Beyond the steak house – Chap’s dishes up something for all palates |

Beyond the steak house – Chap’s dishes up something for all palates

Wren Wertin
Chap's Sommelier Jordan D. Goncharoff loves sharing the world of wine with his guests, and will gladly open several bottles.

Chap’s is a comfortable place. The large booths feel protected and private, while the roomy tables offer a view of the restaurant’s happy hum. Soft lights are everywhere, within bold metalwork.

Decidedly un-fussy, Chap’s will please refined palates and meat-hungry folks alike.

“We’re more than a steak house,” said Beck. “If you come here to eat, you want to be excited about food.”

“The restaurant is a mountain theme,” added Goncharoff. “We’ve upgraded it enough for those special, romantic, fine-dining moments, but it’s casual and friendly enough so anyone can come in, families or otherwise. I don’t want anyone to walk up to the door and say it’s not for them.”

The menu is the result of a joint effort by Beck and Hucks. We were lucky enough to start our meal with a sneak preview of a new menu item, created by Hucks. Made in-house, a ravioli is stuffed with wild mushrooms and topped with a generous piece of lobster. It’s served atop a butternut squash puree, which is creamy in texture without being heavy. The whole shebang is outlined in a balsamic reduction and chive oil.

“I’m an artist,” said Hucks. “Food is my joy, my passion. The color, the texture, the flavor – I’m drawn to the creative aspect.”

Goncharoff is drawn to the creative aspect of dining as well, but focuses on the wine. He paired the ravioli with a 2000 Eberle Viognier from Paso Robles, liking the way its mild earth tones enriched the food. He passed the demanding sommelier test eight months ago, and enjoys the challenge of pairing wines with foods of complex flavor. For our six-course tasting, he was six for six, with special points awarded for inventiveness.

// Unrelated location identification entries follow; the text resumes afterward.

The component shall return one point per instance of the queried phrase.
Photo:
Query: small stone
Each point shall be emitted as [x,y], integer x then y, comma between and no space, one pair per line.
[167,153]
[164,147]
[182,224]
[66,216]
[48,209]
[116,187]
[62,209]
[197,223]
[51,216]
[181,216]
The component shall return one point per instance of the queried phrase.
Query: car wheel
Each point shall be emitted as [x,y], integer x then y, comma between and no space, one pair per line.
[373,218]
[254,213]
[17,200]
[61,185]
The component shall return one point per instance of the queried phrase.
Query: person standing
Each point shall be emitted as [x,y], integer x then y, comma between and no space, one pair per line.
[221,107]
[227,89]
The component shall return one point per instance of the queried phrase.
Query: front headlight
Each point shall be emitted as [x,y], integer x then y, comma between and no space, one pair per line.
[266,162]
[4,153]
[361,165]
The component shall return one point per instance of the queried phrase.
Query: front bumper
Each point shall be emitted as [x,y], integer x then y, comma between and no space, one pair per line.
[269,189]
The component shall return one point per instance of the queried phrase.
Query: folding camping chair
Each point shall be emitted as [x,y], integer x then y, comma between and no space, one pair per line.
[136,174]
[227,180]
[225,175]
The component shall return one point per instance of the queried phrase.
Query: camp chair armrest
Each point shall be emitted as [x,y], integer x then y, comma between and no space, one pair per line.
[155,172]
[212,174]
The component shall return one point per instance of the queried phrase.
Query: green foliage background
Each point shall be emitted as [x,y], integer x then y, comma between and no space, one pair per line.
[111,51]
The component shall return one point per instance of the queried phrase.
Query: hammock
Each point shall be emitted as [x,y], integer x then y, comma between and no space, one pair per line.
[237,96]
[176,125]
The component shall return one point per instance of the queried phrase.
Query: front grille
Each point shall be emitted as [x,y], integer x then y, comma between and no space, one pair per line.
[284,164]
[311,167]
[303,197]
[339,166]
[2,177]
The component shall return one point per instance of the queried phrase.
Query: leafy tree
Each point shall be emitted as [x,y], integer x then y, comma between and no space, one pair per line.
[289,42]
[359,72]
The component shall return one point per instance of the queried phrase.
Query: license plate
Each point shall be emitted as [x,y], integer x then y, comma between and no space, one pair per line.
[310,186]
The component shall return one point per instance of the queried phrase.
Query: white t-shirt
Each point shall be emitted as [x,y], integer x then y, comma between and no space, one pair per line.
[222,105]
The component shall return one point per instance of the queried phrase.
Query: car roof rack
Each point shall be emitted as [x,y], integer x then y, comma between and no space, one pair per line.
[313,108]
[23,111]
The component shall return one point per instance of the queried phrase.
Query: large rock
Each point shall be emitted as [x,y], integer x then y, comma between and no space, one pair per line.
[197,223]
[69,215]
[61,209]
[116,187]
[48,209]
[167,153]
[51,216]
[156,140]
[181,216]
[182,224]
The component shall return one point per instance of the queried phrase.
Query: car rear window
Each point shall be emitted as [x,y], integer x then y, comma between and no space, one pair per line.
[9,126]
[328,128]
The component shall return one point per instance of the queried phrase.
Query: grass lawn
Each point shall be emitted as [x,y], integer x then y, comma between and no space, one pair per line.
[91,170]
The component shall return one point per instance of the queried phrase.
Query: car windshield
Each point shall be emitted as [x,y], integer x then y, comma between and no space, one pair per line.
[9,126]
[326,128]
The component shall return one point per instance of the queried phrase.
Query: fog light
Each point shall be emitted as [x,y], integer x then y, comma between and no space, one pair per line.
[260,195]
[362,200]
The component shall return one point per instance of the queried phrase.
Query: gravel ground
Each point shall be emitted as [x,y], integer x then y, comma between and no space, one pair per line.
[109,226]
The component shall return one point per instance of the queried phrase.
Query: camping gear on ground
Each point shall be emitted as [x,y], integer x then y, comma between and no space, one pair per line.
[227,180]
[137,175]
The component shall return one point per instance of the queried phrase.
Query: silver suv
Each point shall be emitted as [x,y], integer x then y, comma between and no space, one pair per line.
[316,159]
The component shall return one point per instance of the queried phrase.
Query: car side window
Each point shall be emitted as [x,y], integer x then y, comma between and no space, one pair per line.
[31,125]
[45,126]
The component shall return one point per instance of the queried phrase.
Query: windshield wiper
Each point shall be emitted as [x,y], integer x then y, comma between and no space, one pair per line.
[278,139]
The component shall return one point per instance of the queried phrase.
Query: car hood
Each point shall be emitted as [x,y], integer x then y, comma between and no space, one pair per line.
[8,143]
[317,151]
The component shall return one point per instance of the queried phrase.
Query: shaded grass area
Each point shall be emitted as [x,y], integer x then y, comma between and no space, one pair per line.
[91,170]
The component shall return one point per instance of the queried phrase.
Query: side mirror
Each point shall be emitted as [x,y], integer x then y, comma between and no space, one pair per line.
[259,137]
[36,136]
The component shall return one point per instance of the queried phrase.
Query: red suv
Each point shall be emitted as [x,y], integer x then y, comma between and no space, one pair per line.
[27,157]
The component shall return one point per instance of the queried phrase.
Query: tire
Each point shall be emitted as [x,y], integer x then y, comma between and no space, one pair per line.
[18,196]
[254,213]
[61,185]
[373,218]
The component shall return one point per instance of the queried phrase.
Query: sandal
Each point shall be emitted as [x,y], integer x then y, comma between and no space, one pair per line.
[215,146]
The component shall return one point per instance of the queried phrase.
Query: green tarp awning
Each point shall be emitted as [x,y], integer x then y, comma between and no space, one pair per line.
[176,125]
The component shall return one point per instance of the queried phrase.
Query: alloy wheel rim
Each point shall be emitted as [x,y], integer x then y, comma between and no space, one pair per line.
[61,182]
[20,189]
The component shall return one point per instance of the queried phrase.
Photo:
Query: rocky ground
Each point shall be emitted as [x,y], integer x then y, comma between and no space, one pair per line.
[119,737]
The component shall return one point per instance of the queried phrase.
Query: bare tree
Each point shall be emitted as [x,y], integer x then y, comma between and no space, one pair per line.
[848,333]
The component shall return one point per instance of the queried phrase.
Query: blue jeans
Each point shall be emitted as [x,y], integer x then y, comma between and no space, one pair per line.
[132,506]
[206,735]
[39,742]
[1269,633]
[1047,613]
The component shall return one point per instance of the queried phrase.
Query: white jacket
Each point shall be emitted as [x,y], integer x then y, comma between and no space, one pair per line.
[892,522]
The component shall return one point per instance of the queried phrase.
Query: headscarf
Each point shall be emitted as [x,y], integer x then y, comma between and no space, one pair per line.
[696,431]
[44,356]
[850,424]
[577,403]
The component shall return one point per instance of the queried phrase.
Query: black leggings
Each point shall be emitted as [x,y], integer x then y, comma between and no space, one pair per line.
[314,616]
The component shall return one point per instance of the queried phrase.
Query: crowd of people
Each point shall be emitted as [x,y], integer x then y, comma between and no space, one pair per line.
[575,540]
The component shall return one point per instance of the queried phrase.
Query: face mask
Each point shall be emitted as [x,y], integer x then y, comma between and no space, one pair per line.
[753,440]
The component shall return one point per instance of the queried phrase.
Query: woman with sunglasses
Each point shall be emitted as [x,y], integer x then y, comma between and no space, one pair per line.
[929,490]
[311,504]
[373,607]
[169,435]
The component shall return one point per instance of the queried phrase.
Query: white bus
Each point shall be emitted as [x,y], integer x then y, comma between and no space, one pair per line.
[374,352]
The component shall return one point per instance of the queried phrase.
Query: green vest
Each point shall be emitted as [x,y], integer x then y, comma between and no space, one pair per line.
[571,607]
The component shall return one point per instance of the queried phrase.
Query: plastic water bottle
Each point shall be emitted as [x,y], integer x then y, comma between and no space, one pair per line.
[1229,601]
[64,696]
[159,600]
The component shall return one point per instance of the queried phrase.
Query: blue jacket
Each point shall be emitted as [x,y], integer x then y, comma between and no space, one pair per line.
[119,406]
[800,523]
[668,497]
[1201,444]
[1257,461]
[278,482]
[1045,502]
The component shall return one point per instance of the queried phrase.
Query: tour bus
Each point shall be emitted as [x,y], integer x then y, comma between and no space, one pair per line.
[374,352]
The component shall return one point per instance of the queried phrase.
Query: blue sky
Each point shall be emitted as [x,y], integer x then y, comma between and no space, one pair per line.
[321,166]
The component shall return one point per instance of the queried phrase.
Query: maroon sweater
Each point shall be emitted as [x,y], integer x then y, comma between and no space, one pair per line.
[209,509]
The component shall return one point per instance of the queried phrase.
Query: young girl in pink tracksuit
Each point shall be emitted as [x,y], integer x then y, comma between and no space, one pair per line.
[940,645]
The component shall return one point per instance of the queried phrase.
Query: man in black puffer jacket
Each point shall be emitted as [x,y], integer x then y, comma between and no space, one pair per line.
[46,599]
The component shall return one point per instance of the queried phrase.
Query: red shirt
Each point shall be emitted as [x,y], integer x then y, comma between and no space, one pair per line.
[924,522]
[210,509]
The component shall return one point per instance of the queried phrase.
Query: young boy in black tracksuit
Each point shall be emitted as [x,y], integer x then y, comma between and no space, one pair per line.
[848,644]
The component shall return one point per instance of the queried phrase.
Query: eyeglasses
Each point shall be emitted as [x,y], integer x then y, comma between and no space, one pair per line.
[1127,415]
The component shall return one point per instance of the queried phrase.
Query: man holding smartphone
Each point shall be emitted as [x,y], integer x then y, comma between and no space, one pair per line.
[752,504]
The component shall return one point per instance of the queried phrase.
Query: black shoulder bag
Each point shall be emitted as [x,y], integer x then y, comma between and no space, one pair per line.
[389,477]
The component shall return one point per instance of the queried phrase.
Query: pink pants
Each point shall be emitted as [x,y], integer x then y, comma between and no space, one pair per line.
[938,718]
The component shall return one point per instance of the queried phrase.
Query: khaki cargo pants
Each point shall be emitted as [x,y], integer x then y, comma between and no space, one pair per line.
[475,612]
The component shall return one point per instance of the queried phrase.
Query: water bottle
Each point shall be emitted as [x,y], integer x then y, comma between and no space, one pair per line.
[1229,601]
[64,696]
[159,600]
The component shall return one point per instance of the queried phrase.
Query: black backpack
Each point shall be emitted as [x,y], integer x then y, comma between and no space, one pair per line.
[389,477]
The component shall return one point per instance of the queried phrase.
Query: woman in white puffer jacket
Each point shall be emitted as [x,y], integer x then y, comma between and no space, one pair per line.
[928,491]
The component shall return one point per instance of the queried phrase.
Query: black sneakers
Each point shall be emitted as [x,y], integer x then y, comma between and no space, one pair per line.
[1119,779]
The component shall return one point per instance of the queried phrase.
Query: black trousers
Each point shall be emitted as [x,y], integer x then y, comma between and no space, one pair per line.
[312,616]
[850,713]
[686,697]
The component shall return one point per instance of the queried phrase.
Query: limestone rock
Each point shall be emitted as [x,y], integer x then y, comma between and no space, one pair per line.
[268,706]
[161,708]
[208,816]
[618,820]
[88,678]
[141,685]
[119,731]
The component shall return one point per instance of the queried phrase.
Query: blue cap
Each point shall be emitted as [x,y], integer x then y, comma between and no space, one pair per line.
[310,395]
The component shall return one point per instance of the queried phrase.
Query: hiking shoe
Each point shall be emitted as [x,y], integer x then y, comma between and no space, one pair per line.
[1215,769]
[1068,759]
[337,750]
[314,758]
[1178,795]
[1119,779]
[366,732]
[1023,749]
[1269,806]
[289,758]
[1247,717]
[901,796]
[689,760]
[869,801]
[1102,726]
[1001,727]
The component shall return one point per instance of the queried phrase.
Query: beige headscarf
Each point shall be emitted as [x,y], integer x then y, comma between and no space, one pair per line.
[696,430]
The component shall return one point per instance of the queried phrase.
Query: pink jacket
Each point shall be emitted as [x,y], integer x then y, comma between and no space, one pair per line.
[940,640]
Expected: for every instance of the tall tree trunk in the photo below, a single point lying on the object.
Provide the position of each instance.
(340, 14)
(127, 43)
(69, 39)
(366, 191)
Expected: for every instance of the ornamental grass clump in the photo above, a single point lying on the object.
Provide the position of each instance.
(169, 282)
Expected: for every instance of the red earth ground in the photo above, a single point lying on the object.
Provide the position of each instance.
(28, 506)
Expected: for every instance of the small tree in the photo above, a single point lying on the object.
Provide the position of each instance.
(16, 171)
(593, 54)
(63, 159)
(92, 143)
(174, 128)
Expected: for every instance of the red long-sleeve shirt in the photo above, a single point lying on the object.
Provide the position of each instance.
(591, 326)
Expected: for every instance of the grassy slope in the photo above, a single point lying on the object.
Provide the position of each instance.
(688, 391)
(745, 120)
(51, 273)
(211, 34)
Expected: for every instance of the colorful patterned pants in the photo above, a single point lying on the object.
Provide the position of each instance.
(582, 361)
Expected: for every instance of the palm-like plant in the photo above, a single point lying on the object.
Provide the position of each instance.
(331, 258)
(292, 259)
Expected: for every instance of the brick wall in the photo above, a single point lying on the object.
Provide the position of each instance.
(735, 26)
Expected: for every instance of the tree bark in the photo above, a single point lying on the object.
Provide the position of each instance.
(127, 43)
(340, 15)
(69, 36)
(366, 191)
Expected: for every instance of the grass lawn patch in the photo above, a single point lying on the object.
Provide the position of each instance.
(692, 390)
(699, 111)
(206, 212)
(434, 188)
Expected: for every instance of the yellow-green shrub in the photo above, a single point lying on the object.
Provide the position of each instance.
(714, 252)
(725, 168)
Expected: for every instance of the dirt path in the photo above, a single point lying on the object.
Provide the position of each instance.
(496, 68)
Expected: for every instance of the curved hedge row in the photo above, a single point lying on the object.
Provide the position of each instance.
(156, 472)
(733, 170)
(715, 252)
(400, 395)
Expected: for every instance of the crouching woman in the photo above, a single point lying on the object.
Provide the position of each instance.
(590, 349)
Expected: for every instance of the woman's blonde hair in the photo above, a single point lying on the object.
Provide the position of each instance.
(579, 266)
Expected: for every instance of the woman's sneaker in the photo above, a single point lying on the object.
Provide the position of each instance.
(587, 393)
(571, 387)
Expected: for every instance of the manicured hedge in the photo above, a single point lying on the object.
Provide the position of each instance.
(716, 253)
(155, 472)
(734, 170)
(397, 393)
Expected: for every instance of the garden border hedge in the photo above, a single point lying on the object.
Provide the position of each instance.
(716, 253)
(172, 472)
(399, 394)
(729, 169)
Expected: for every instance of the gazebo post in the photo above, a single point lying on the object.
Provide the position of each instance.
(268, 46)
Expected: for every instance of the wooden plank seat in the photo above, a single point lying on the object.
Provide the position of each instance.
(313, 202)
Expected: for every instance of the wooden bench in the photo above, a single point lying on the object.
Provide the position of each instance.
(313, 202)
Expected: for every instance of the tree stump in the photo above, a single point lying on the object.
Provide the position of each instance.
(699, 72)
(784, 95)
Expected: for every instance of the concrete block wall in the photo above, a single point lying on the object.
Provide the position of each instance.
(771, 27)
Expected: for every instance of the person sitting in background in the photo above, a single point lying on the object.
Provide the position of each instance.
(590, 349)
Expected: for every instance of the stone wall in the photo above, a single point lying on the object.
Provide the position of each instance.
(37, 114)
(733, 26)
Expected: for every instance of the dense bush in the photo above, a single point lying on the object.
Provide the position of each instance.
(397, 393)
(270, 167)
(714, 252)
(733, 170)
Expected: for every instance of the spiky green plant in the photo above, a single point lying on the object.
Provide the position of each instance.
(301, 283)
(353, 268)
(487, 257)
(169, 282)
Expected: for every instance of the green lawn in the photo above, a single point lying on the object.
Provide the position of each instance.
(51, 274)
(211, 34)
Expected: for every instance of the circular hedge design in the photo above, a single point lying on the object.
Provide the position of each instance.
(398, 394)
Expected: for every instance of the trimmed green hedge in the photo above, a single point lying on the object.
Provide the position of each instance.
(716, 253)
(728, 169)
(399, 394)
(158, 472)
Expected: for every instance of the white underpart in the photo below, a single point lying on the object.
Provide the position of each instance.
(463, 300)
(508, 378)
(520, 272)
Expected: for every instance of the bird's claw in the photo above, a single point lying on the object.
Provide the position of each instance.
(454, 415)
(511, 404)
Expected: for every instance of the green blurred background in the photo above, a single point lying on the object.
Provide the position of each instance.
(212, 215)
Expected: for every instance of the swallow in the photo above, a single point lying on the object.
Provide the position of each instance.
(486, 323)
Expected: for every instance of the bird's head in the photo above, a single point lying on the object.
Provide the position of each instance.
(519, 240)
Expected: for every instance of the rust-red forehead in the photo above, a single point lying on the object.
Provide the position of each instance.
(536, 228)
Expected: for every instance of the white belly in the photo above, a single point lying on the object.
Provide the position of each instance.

His wine list is extensive, and includes more than 30 wines by the glass. Once a month the staff hosts special dinners, and he pairs wines with each course. Next month he’ll try to focus on wines under $30.

“Those are the ones that blow people away,” he explained. “It’s hard to say wow when it’s $1,000.”

He’s especially proud of the Reichsgraf von Kesselstatt “RK” Riesling Cuvee, which is a both tangy and sweet with a subtle effervescence. (And, according to him, a genuine bargain.) He paired it with Hucks’ seared foie gras ($17), served on sweet French toast drizzled with a maple demi-glace and diced apples.

“Sometimes, with a sweet dish, you just have to jump in and go sweet all the way,” he said, laughing as he poured the wine.

I asked him how he knew he’d hit on the right pairing.

“Usually I get that look, like the one I got from you,” he responded. “The big eyes and the big smile – I look for it in the mirror, first. Wine should help in the celebration of a meal. If it’s paired right, it will enhance Jared’s efforts.”

The Chap’s menu includes several healthy choices. One of the staff’s favorites is the blackened ahi tuna with pineapple sambal ($12). To balance the richness of the foie gras, we went for the roasted beet and arugula salad ($7), peppery with lots of zing. The candied orange zest made the dish.

“The food here is so good, it makes our job easy,” said Michael Cousins, a server at the restaurant.

Cousins’ favorite entree is the 35-day aged bone-in 26-ounce beef rib-eye ($36), served with a choice of several sauces: marinated gorgonzola, three peppercorn, creamy horseradish or chipotle steak sauce.

For us Hucks chose his piece de resistance, the elk filet mignon ($34). Crusted with peppercorns and crowning a pile of mashed potatoes, the secret’s in the sauce – a huckleberry foie gras sauce, to be exact. The tart-and-sweet berries add little bursts of flavors, as does the wine-poached pear.

Goncharoff broke into his “off the menu” stash and came to the table with a 2000 Justin Cabernet Sauvignon. Justin is one of his favorite wineries, but he had too many of them on his wine list to add another. He might bring a bottle or two out if it seems warranted.

“The point of anybody coming in is to have a good time,” he said. “I love the constant change in the restaurant business, the excitement and the challenge. I like being able to wow somebody, or enhance someone’s vacation experience. Hopefully they can take home something to talk about for years to come.”

His favorite part of the meal is port. After Hucks brought out the mocha java bomb ($7) and the butterscotch creme brulee ($7), Goncharoff brought a 1994 Calem Ruby Port with vanilla and fruit flavors. Leaning back into the booth’s cushions, sipping port, it was a strong finish. More than a steak house indeed.